Et pourtant, il avançait déjà vers la mer, ses baskets s’enfonçaient dans le sable froid, la lumière de son téléphone tremblait devant lui. Il atteignit le bord, marée basse, sable humide. Une queue de poisson, immense, d’au moins trois mètres. Les nageoires battaient contre le sable, prisonnières d’un filet de pêche. Mais ce n’était pas la queue qui le pétrifia. Ce fut le torse masculin, le visage. Ce corps. Demi-humain. Une peau semblable à la sienne, mais des crocs aux lèvres, des griffes noires, un regard d’ombre et des cheveux longs, blancs et aussi fins que des fils d’araignée. Simon déglutit. Ses jambes tremblaient. Était-il en train de rêver ? Était-il devenu fou ? Il était tard, il était épuisé, mais ce soir là il n'avait pas bu, il n'avait rien pris. Il ne rêvait pas. La créature gémit encore, se débattait dans ce filet. Elle se blessait.
Simon se repris. Il sorti le couteau de sa poche, celui qu’il gardait pour les clients trop bourrés ou trop insistant. Il s’accroupit en vitesse et trop près. Une griffe le frappa à la joue, assez pour le faire saigner. Il s’effondra dans le sable un mètre plus loin, le souffle coupé. Il aurait pu fuir. Il aurait dû fuir. Mais ses jambes refusaient de bouger. Et lui… il ne voulait pas ignorer. Il dégluti, forma deux poings avec ses paumes, le sable incrusté dans ses ongles et s’approcha à nouveau, plus prudemment, et vers les nageoires cette fois. Il articula, à mi-voix, comme pour calmer un chien sauvage :
— Shht, tout va bien, je veux seulement t’aider.

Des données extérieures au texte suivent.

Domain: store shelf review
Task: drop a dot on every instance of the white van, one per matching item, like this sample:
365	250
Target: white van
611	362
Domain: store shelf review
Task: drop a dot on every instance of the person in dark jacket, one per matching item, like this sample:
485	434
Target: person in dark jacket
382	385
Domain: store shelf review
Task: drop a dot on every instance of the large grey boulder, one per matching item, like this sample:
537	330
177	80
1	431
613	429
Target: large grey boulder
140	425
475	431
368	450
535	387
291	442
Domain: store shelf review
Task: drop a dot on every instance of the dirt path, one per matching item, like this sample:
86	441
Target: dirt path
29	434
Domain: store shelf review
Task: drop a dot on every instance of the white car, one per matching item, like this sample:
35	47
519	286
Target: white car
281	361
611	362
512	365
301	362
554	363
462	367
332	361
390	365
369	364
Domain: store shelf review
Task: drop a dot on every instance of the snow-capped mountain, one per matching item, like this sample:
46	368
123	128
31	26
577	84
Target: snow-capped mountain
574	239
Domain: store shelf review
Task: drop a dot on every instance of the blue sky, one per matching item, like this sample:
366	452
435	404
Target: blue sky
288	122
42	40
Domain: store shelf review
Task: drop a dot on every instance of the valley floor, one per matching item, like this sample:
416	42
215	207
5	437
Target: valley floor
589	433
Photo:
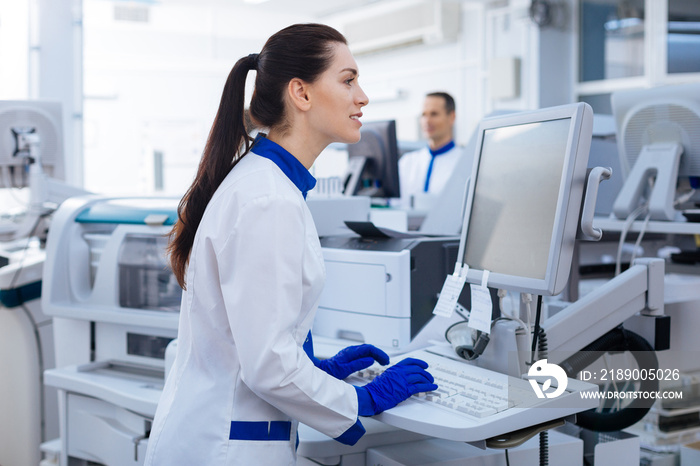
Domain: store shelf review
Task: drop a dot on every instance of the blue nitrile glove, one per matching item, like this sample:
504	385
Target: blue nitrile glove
397	383
352	359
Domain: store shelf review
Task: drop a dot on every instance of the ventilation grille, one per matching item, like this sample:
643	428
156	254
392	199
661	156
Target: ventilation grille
418	22
665	123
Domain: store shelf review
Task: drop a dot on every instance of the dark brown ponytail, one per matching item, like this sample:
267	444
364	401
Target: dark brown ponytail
301	51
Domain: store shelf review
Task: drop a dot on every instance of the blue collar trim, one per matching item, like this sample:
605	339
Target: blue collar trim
443	149
290	165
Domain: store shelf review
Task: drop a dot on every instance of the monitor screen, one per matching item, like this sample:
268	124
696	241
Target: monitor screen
523	202
373	162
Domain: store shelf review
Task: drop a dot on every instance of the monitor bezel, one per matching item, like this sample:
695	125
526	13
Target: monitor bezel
566	221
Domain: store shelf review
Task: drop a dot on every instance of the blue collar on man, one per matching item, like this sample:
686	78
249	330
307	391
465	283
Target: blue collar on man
290	165
434	153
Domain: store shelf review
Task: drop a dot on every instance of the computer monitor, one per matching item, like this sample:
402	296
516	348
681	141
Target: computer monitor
658	137
373	162
524	198
30	130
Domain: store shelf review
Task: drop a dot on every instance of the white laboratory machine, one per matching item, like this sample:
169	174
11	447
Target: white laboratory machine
28	411
115	305
381	290
31	186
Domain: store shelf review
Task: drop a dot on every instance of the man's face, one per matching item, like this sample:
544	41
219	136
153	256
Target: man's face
436	122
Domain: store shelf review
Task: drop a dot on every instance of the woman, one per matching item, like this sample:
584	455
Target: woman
246	251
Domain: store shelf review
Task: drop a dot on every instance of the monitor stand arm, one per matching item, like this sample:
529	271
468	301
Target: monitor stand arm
638	289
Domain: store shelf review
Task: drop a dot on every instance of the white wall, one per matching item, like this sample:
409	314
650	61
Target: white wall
14	37
155	85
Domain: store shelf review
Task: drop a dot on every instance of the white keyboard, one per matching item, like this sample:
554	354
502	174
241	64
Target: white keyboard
465	388
472	403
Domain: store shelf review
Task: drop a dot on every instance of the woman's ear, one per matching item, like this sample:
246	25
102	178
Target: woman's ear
298	92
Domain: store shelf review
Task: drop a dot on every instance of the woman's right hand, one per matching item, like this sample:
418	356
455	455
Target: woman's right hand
399	382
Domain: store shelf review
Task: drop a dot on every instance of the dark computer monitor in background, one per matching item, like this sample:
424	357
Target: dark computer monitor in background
373	162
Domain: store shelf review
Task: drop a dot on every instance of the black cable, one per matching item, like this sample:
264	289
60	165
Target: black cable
40	357
542	350
538	314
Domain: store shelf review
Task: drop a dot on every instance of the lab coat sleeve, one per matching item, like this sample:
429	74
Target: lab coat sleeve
260	272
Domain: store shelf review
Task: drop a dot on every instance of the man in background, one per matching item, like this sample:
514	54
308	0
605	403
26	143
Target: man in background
423	173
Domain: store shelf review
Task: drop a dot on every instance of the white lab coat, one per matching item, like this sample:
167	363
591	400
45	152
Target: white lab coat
413	169
254	280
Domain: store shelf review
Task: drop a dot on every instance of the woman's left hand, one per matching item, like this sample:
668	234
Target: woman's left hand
353	359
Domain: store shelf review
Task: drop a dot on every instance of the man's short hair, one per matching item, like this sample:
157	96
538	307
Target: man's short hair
449	101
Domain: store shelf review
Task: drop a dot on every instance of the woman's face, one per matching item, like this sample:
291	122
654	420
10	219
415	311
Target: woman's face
338	99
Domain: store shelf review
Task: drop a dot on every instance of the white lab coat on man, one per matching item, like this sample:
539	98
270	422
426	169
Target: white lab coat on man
241	379
414	166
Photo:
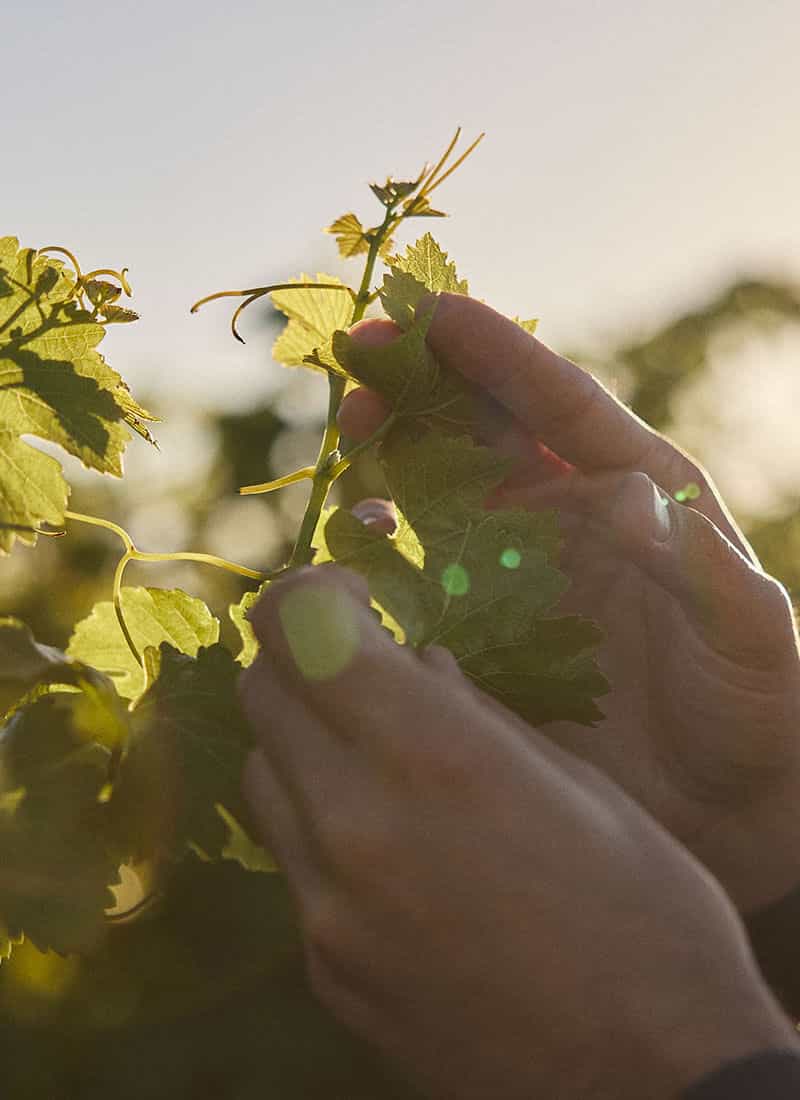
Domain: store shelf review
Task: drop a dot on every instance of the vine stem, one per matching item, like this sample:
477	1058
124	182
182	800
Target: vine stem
329	462
131	553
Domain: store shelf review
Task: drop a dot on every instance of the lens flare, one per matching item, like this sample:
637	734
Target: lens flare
456	580
511	558
321	630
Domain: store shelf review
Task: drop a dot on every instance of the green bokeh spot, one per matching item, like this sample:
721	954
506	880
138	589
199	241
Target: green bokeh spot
690	492
456	580
511	558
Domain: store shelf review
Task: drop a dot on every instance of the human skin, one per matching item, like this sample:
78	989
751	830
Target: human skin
702	722
485	909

Il coupa une corde, puis une autre, évitant soigneusement les écailles. La créature compris assez vite ses intention. Elle cessa de se débattre et laissait faire Simon, patiemment. Lui il remontait progressivement vers le torse, les bras pour arracher chaque cordage. Quand il arriva au niveau de la nuque, il s’arrêta. Le regard de la créature s’enfonça dans le sien. Hypnotique. Bleu. Figé. Il ne restait qu’un dernier lien, un seul. Quand la créature serait libre, se jetterait-elle sur lui ? Le dévorerait-elle ? S’enfuirait-elle ? Il hésita. Son cœur battait. Ses paupières se fermèrent.
Il coupa.
Rien.
Pas de grognement, pas de violence. Juste le vent. Juste les vagues, au loin. L’odeur salée de la mer.
Il rouvrit les yeux.
La créature était là.
Toujours là.
Belle, irréelle.
Cette chose s'approcha lentement de lui et posa sa main griffue sur la joue blessée . Ce n’était pas un geste agressif mais plutôt comme une sorte d’excuse. Un contact étrange, à la fois froid et plus doux que le feu. Sans mot, sans geste, ils gardaient leurs regards l’un dans l’autre. Deux êtres qui s’observaient.

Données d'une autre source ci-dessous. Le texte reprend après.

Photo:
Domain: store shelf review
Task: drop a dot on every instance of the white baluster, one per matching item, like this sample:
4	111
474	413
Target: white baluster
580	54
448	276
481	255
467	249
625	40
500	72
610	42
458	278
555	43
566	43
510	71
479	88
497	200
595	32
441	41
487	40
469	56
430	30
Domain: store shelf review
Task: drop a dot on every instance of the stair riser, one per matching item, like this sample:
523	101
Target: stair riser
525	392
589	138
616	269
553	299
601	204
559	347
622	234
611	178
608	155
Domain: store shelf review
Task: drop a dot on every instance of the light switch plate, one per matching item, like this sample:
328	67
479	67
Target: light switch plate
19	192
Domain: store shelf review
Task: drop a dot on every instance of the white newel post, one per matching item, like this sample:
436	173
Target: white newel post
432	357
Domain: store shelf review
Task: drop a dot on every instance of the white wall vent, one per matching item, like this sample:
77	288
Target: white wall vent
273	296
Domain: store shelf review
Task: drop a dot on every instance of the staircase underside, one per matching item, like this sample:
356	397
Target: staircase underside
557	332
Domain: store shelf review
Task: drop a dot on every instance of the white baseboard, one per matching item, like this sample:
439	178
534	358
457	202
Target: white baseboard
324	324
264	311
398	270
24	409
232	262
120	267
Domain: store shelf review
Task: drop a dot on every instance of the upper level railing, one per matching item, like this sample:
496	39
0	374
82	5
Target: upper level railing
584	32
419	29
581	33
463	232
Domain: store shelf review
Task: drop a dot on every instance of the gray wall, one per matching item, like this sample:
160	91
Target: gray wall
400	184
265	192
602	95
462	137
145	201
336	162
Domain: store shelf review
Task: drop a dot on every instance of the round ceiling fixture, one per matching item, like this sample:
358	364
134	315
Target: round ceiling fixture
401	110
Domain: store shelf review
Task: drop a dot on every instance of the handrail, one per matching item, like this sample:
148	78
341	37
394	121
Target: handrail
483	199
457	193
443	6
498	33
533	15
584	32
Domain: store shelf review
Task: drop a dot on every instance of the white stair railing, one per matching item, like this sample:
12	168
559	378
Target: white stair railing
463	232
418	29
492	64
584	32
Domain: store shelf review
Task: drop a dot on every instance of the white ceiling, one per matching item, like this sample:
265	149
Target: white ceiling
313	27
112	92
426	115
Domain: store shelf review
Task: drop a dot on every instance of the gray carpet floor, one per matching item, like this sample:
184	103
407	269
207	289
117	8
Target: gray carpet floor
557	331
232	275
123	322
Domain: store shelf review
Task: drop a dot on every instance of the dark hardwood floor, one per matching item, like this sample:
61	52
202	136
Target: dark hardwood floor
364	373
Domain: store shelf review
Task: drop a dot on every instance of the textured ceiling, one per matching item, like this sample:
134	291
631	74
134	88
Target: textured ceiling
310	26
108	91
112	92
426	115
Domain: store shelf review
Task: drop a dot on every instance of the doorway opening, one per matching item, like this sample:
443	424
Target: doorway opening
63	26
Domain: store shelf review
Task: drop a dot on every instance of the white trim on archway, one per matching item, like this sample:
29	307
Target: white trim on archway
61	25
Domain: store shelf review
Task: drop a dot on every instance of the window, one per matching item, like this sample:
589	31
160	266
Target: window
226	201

Et puis la créature chanta.
Ce n'était pas la voix d'un homme. Il chantait comme le feraient les baleines ou un ange aux pouvoirs mystiques. Une voix douce et forte à la fois, une mélodie créée pour lui, juste pour lui. Apaisante, hypnotisante.
Quand des rires coupa le chant. Des voix qui ricochaient depuis le haut de la plage. Des voix humaines, alcoolisées. Un groupe s'approchait. La créature recula et Simon, sans réfléchir apposa sa main sur celle de l'hybride :
— Reste…
Mais l’autre se dégagea sans effort. Rampant comme un serpent jusqu’à l’eau, il n’avait besoin d’aucune aide. Simon se leva, les jambes molles :
— Pourrais-je te revoir ? souffla-t-il.
Aucune réponse. Le triton s’évanouissait déjà dans les vagues. Et le groupe se rapprochait encore. Simon se mordit la lèvre. A cet instant, il se moquait des rires, des autres, du monde. Il cria dans la nuit, espérant que l’autre parvienne à l'entendre :
— Je reviendrai tous les soirs ! Même si tu n’es plus là…je reviendrai.